The power of the DIFC Court to act as a “conduit” jurisdiction may have been severely restricted by the first decision in Daman Real Partners LLC v Oger Dubai LLC, Courts of Cassation No. 1/2016 (JT). Under DIFC law, the grounds on which the DIFC Court can refuse to recognise and enforce either a foreign or domestic arbitral award are more limited than is the case in local Arabic courts.
It seems it is no longer possible to rely on an objectively assessed enforcement of arbitral awards by virtue of the conduit of the DIFC simply enforcing within the DIFC and subject to their own jurisdiction. In the Daman case there were already related proceedings taking place in the local court. As a result the Judicial Tribunal held that there was a conflict of jurisdiction, and that only one of the courts should determine to annul or recognise the arbitral award. The majority of the Judicial Tribunal ordered that the case be remitted to the Dubai Court. This was despite the fact that all three of the DIFC court judges sitting on the Judicial Tribunal objected.

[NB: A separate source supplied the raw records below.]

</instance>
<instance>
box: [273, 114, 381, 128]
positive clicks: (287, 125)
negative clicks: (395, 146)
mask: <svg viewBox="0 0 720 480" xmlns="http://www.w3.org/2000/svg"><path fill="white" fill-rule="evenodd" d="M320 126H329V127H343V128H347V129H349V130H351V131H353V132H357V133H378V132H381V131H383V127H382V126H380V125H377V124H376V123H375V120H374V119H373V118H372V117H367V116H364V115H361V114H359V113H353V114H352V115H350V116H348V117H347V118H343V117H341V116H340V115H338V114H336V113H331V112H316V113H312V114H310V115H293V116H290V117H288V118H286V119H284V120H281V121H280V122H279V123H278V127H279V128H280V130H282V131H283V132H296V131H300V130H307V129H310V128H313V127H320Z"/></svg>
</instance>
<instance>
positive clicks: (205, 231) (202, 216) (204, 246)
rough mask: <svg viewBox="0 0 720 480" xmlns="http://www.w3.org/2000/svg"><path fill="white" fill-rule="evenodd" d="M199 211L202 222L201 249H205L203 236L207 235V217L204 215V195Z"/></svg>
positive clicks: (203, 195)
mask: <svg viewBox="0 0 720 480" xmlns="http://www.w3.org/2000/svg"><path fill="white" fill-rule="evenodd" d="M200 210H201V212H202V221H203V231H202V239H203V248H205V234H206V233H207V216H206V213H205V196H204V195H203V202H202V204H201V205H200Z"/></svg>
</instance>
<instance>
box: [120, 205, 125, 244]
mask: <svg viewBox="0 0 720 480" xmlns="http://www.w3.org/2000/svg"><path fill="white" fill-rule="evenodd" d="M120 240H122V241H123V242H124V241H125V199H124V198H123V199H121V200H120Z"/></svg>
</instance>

In a dissenting opinion published by the Tribunal, the judges stated that while the DIFC Court respects the fact that the court with competence to annul an arbitration award rendered onshore in Dubai is the Dubai Court, the DIFC Courts hold exclusive jurisdiction to hear applications to enforce those arbitral awards within the offshore DIFC.
On the one hand, perhaps the Judicial Committee will only intervene where there are pre-existing proceedings already in the local court. On the other hand, it was suggested that this approach simply speaks to frustrate the DIFC’s jurisdiction to enforce an award made within its jurisdiction. Surely, the DIFC should be able to enforce the arbitral award while the local court then deals with and concludes the local court proceedings. In the case of Daman, jurisdiction has now simply passed entirely to the local court. Time alone will tell if this is going to be the trend for the future. In the meantime the ability to be confident of enforcements from the DIFIC has been severely curtailed. Clearly any local court issue could be commenced by a responding party in order to frustrate an otherwise straightforward enforcement.
Originally, the introduction of the Decree was supposed to help to regulate the position between the DIFC Court and the Dubai Courts. Whilst the main purpose is still the same, practitioners are now concerned about the decision in Daman as it encourages other award debtors to employ similar tactics to thwart enforcement of arbitral awards in the DIFC Court.
Given the potential implication for the DIFC’s much expressed position as a conduit jurisdiction, practitioners and parties alike will monitor closely further decisions of the Judicial Tribunal.